Car makers warn: Brexit fear is holding back new investments

Car manufacturers have warned Theresa May there is “no Brexit dividend” for the industry, with investment in the motor trade and thousands of jobs at risk unless the government rethinks its red lines in negotiations.

In the starkest warning yet from a single business sector, the car lobby told the government it needs “as a minimum” to remain in the customs union with a deal that delivers “single market benefits”.

“There is no Brexit dividend for our industry,” said Mike Hawes, the chief executive of the Society of Motor Manufacturers and Traders (SMMT).

He said Brexit uncertainty was hitting investment and repeated calls for the UK to stay in the customs union until the government came up with a “credible plan B”.

With investment slowing and time running out, negotiators had to get on with the job of agreeing a deal that would put an end to uncertainty and prioritise the needs of the automotive sector, the SMMT said.

Car giant BMW has also aired concerns over the future of the motoring industry post-Brexit.

The German giant employs around 8,000 people in the UK with its plant in Oxford producing the popular Mini range.

Stephan Freismuth, its Senior Director, said delays in importing components would put the operation under serious threat, potentially forcing UK closures.

He told the Financial Times: “We always said we can do our best and prepare everything but if, at the end of the day, the supply chain will have to stop at the border, then we cannot produce our products in the UK.”

But BMW’s UK boss Dr Ian Robertson insisted that the firm was “not considering” whether it would move investment out of Britain if the country left the customs union and the single market.

He told reporters at an SMMT event in central London: “We are considering what we would need to have in place to overcome such impediments to border fluidity.

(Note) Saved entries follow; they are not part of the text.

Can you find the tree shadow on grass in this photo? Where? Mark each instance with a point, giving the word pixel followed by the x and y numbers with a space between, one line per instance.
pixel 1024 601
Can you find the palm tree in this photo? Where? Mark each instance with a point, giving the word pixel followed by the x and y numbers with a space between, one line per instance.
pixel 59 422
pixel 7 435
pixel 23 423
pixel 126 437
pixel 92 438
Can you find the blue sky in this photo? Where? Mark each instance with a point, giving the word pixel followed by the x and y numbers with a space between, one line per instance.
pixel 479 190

That’s where we are focused right now.

“It would be foolhardy of any company not to have these contingency ideas under way because we are racing towards March 29 next year.”

Mr Robertson said he would “hate” it if the UK was “knocked off course because of some changes in the political environment” but added: “Knocking off course does not mean a complete U-turn.”

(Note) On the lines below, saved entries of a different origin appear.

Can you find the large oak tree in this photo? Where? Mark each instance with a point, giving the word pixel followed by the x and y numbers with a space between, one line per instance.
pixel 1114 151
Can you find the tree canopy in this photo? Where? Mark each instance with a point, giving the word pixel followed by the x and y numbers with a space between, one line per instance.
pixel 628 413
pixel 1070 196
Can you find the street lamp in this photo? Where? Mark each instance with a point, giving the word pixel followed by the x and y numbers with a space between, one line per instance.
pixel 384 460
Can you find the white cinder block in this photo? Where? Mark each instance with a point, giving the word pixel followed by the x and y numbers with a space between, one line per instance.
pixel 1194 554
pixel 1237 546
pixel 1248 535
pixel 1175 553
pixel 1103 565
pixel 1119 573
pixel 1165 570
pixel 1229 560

Jim Holder, editorial director of What Car? magazine, stressed there was “definitely a change in tone” from manufacturers on Brexit.

He explained: “The industry is getting to a point where it needs answers and it’s gone from politely waiting for an answer to now pushing to get one because it is into the critical planning phase,” he said.

Theresa May’s spokesman insisted there was an “absolute consistency” to the Government’s message on Brexit, which was a commitment to a smooth and frictionless as possible withdrawal from the EU and which the Government had made considerable steps towards providing.

“Business, including the automative industry, set out as a priority that it wanted an implementation period and that is what we have secured,” he said.

Asked why the Government’s message on Brexit was not getting through to the business community given the increasing number of firms expressing worries, the spokesman said this was not a question for him and that he had set out what the Government position was.